Porch Notes
A $10,000 Bet on Pizza Built a Detroit Empire
History and culture
In 1959, a young married couple in Garden City, Michigan, took their entire life savings — $10,000 — and bet it on a snack food that most Americans had barely heard of. Mike and Marian Ilitch opened a single carry-out pizza shop on May 8, 1959, and called it Little Caesars.
People told them a pizza place with no tables and chairs would flop. It did not. The carry-out idea — low overhead, fast service, friendly prices — caught fire. The famous “Pizza! Pizza!” two-for-one deal arrived in 1979, and by 1987 Little Caesars had stores in all 50 states.

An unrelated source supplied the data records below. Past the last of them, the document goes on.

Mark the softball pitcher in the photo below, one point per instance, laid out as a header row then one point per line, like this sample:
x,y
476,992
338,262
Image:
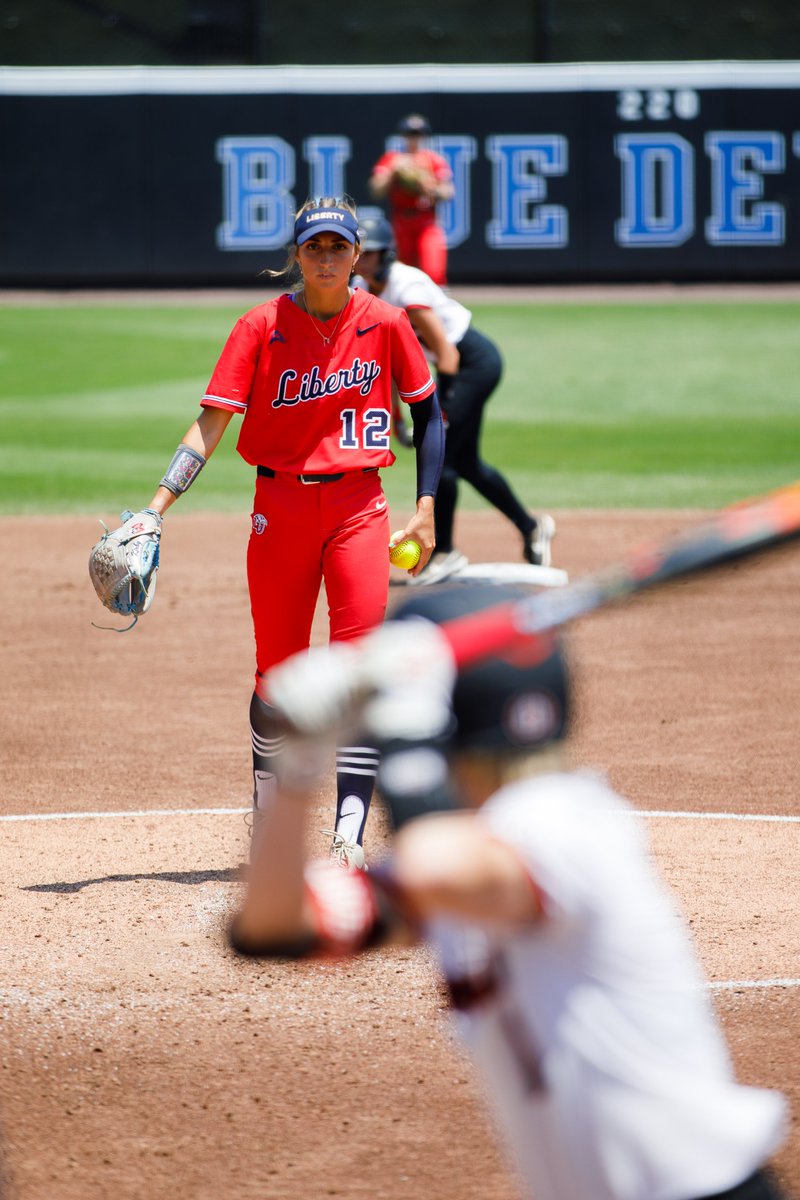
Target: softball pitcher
x,y
572,977
311,375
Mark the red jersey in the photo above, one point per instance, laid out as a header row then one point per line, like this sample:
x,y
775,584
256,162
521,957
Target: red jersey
x,y
403,201
312,407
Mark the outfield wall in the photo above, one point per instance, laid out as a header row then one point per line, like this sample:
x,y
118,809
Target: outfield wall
x,y
578,173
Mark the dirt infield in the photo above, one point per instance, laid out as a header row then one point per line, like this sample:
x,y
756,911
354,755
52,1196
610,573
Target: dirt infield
x,y
142,1059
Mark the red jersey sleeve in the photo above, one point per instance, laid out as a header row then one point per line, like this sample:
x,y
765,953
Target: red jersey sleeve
x,y
413,378
233,377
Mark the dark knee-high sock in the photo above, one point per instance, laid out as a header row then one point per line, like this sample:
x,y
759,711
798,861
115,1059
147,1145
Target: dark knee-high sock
x,y
268,741
355,779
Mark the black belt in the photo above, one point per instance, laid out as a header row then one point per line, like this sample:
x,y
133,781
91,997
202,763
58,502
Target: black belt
x,y
310,479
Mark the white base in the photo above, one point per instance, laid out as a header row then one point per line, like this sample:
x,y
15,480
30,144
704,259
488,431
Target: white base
x,y
509,573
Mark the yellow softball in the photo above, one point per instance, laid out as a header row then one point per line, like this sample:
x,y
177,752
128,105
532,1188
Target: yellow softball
x,y
403,551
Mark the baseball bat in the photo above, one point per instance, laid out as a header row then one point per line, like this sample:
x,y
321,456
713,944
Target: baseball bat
x,y
746,528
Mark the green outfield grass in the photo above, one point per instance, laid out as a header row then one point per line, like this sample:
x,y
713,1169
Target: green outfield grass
x,y
601,406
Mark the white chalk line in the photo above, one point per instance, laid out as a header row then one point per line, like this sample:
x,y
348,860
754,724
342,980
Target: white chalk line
x,y
216,813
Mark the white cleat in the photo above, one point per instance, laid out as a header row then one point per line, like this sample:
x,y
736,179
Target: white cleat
x,y
346,853
536,549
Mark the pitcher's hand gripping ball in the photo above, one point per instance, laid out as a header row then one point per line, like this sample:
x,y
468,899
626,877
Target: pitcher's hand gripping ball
x,y
122,564
403,551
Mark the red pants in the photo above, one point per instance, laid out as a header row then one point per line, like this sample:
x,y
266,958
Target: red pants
x,y
302,535
422,244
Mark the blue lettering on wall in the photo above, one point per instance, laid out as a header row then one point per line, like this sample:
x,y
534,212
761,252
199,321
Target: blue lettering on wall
x,y
522,163
326,159
657,190
258,175
739,216
455,215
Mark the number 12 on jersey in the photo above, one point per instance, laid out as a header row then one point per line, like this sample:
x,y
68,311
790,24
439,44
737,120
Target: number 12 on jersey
x,y
373,435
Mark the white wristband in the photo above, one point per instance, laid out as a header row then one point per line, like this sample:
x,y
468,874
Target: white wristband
x,y
182,471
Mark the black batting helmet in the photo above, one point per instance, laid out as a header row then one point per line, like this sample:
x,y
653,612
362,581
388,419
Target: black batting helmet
x,y
513,701
376,233
414,124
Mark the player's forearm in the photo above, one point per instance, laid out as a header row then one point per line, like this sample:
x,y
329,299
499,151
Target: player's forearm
x,y
196,448
378,185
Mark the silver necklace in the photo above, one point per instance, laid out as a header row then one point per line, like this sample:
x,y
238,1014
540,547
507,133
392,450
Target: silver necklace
x,y
326,337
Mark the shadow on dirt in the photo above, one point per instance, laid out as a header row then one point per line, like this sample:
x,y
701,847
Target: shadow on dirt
x,y
229,875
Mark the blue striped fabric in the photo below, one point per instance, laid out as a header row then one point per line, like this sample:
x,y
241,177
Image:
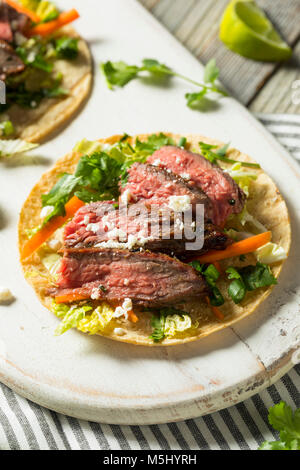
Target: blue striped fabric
x,y
25,425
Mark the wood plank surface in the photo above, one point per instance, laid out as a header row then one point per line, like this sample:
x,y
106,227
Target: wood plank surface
x,y
264,87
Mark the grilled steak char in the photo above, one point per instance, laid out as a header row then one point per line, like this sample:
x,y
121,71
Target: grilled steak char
x,y
100,222
153,185
148,279
10,63
10,21
225,195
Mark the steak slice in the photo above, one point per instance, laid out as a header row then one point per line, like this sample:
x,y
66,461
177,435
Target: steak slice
x,y
101,225
152,185
10,62
10,21
226,196
148,279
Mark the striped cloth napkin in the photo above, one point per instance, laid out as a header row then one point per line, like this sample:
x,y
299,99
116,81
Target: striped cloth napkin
x,y
25,425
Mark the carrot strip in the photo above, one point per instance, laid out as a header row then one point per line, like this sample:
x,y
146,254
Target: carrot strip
x,y
44,29
239,248
132,317
68,298
42,235
33,16
217,312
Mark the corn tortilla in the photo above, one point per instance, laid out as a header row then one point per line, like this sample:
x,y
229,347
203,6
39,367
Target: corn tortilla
x,y
35,125
265,203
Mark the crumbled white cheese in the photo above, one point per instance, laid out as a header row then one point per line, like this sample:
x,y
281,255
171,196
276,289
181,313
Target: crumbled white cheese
x,y
86,220
107,224
120,331
95,294
124,309
93,228
125,197
19,38
54,244
179,203
5,295
31,56
46,211
116,233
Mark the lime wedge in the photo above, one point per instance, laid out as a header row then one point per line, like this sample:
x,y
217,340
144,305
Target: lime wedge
x,y
246,30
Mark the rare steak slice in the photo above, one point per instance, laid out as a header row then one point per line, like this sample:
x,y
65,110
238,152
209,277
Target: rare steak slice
x,y
152,185
11,21
100,224
148,279
226,196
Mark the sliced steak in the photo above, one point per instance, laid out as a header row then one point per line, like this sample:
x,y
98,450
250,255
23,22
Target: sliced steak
x,y
10,63
152,185
11,21
226,196
148,279
101,225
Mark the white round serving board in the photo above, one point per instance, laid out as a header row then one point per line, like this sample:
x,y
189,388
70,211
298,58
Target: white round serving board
x,y
101,380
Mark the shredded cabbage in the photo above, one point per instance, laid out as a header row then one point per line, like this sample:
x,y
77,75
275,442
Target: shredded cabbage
x,y
245,217
83,317
52,263
70,315
97,321
241,177
270,253
176,324
88,147
9,148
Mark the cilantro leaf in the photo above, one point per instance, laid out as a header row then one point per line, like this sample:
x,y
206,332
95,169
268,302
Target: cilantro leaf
x,y
211,275
118,73
153,143
211,71
287,422
66,47
237,290
247,279
158,326
59,195
153,66
257,276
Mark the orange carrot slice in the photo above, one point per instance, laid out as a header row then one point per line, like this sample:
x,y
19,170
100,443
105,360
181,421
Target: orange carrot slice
x,y
236,249
42,235
44,29
33,16
132,317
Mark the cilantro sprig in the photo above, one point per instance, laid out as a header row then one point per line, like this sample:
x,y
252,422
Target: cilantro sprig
x,y
211,275
287,422
97,175
220,154
248,278
120,73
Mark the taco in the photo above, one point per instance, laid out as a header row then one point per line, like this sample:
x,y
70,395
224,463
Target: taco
x,y
103,276
45,65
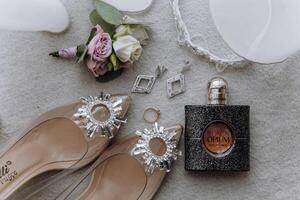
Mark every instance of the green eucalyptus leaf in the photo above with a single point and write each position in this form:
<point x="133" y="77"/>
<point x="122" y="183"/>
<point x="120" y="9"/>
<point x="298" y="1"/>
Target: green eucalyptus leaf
<point x="108" y="13"/>
<point x="95" y="19"/>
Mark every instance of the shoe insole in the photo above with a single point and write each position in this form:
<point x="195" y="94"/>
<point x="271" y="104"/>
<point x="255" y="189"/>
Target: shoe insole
<point x="54" y="144"/>
<point x="120" y="177"/>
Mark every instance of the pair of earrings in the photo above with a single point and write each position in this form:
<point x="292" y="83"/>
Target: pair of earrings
<point x="172" y="91"/>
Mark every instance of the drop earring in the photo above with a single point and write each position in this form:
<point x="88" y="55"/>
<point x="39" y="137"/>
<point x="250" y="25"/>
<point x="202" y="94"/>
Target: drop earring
<point x="149" y="79"/>
<point x="177" y="79"/>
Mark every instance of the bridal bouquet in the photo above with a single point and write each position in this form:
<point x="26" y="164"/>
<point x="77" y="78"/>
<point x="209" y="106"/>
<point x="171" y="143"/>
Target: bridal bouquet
<point x="115" y="42"/>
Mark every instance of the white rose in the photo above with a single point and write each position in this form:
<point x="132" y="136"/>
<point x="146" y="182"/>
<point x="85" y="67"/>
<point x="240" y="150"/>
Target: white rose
<point x="135" y="30"/>
<point x="127" y="48"/>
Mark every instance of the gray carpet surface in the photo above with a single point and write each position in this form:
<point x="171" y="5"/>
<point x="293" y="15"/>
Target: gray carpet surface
<point x="31" y="82"/>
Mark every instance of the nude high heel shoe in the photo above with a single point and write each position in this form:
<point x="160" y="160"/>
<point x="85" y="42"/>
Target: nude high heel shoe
<point x="133" y="167"/>
<point x="66" y="137"/>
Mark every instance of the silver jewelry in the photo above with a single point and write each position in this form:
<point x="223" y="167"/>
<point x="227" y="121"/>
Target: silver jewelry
<point x="150" y="80"/>
<point x="171" y="91"/>
<point x="85" y="119"/>
<point x="160" y="70"/>
<point x="177" y="79"/>
<point x="137" y="88"/>
<point x="150" y="159"/>
<point x="151" y="110"/>
<point x="184" y="39"/>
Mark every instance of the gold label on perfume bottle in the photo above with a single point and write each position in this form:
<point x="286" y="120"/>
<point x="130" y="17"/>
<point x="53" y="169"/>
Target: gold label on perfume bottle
<point x="217" y="138"/>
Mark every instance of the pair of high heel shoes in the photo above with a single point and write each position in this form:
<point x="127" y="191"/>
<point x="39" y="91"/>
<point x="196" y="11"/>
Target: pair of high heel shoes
<point x="72" y="136"/>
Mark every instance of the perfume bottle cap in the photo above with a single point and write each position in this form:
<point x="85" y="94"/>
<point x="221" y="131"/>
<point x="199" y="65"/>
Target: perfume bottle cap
<point x="217" y="91"/>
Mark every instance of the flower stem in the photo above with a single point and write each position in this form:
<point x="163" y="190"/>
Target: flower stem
<point x="54" y="54"/>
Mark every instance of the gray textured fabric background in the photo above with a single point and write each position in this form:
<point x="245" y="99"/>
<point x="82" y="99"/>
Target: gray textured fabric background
<point x="31" y="83"/>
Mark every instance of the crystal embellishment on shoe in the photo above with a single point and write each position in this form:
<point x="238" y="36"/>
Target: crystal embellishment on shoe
<point x="150" y="159"/>
<point x="88" y="115"/>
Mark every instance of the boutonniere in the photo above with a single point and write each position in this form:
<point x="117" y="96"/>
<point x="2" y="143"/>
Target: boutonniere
<point x="115" y="43"/>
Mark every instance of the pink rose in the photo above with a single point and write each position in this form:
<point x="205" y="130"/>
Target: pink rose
<point x="100" y="47"/>
<point x="96" y="67"/>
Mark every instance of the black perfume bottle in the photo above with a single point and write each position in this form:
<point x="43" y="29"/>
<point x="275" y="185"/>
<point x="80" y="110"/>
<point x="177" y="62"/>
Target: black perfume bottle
<point x="217" y="135"/>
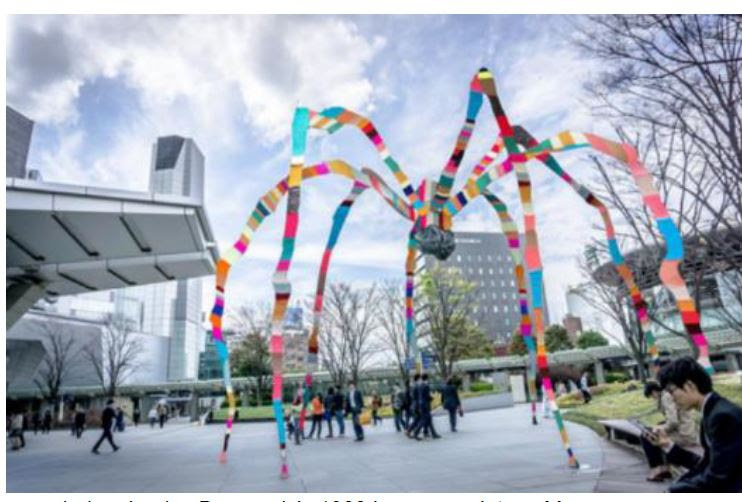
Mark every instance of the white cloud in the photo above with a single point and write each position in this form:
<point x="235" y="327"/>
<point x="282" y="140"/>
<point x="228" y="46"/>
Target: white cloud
<point x="209" y="67"/>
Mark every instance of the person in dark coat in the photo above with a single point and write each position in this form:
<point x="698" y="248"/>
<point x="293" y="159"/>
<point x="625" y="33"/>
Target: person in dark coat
<point x="46" y="426"/>
<point x="329" y="409"/>
<point x="398" y="398"/>
<point x="107" y="420"/>
<point x="339" y="410"/>
<point x="414" y="409"/>
<point x="36" y="421"/>
<point x="120" y="419"/>
<point x="79" y="422"/>
<point x="451" y="402"/>
<point x="720" y="467"/>
<point x="424" y="400"/>
<point x="354" y="406"/>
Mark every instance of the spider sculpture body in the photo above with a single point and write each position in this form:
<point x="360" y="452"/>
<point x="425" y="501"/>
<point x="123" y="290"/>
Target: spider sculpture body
<point x="430" y="210"/>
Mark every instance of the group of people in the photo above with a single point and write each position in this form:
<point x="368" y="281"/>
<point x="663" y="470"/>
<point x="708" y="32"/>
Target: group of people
<point x="157" y="413"/>
<point x="333" y="406"/>
<point x="712" y="454"/>
<point x="412" y="409"/>
<point x="18" y="423"/>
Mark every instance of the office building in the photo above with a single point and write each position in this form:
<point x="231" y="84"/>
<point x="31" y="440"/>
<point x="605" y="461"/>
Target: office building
<point x="484" y="259"/>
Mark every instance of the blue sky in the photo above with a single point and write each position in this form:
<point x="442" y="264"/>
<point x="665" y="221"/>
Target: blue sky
<point x="101" y="89"/>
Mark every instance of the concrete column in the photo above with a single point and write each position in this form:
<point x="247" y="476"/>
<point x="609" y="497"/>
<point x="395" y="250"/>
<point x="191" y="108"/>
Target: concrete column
<point x="20" y="298"/>
<point x="599" y="372"/>
<point x="732" y="362"/>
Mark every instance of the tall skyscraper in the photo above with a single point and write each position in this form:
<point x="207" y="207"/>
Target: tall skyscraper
<point x="484" y="258"/>
<point x="173" y="309"/>
<point x="177" y="167"/>
<point x="18" y="131"/>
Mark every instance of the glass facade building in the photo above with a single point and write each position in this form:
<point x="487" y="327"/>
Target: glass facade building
<point x="484" y="259"/>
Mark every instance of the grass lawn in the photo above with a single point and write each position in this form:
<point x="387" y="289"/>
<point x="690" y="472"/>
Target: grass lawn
<point x="266" y="412"/>
<point x="626" y="400"/>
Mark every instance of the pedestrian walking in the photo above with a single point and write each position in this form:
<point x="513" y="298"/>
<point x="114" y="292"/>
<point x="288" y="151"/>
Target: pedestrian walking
<point x="354" y="406"/>
<point x="46" y="425"/>
<point x="317" y="415"/>
<point x="79" y="422"/>
<point x="398" y="399"/>
<point x="17" y="440"/>
<point x="585" y="388"/>
<point x="296" y="408"/>
<point x="120" y="419"/>
<point x="329" y="409"/>
<point x="339" y="410"/>
<point x="376" y="404"/>
<point x="162" y="414"/>
<point x="414" y="408"/>
<point x="424" y="406"/>
<point x="107" y="420"/>
<point x="451" y="402"/>
<point x="36" y="421"/>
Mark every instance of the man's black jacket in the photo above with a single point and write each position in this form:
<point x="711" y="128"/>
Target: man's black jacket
<point x="720" y="468"/>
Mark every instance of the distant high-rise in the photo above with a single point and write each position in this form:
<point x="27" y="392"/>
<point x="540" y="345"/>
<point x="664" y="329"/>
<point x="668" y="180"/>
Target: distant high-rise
<point x="18" y="131"/>
<point x="173" y="309"/>
<point x="177" y="167"/>
<point x="484" y="258"/>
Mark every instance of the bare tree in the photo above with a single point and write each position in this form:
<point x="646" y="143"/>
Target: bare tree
<point x="350" y="322"/>
<point x="392" y="321"/>
<point x="613" y="301"/>
<point x="119" y="353"/>
<point x="60" y="354"/>
<point x="673" y="83"/>
<point x="448" y="326"/>
<point x="251" y="357"/>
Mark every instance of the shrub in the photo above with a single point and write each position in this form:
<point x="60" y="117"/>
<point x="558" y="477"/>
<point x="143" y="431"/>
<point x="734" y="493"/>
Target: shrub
<point x="225" y="403"/>
<point x="481" y="386"/>
<point x="616" y="377"/>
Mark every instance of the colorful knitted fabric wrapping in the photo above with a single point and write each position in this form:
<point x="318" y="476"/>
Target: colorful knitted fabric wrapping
<point x="433" y="204"/>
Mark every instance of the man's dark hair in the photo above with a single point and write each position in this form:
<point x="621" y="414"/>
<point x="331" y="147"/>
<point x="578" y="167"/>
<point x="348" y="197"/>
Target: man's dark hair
<point x="651" y="386"/>
<point x="685" y="369"/>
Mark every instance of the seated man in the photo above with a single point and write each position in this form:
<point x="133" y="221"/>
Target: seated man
<point x="720" y="468"/>
<point x="678" y="425"/>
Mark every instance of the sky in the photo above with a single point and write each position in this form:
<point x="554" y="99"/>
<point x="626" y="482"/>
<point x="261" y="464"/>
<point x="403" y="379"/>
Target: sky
<point x="101" y="89"/>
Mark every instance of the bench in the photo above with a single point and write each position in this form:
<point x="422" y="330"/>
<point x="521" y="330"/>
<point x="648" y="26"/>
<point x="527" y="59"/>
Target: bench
<point x="623" y="432"/>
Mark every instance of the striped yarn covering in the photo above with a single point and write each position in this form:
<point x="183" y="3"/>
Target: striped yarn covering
<point x="510" y="229"/>
<point x="433" y="204"/>
<point x="525" y="139"/>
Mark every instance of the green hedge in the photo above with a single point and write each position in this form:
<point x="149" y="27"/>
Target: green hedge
<point x="481" y="386"/>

But here’s the part that makes it a true Michigan story: Mike Ilitch had once dreamed of playing for the Detroit Tigers, and even spent a few seasons in their minor-league system before a knee injury ended that road. Decades later, pizza money let him buy the teams he loved. In 1982 the Ilitches bought the struggling Detroit Red Wings for about $8 million (the team would go on to win four Stanley Cups under their ownership). In 1992, Mike bought the Detroit Tigers themselves for $85 million. Along the way the couple rescued and restored Detroit’s gorgeous Fox Theatre in 1987 and made it their company headquarters.
Not bad for a $10,000 gamble on pizza.
Where to see it
The Fox Theatre on Woodward Avenue in downtown Detroit — lovingly restored by the Ilitches — is a working theater and a stunning landmark. Comerica Park (Tigers) and Little Caesars Arena (Red Wings) are both nearby in Detroit.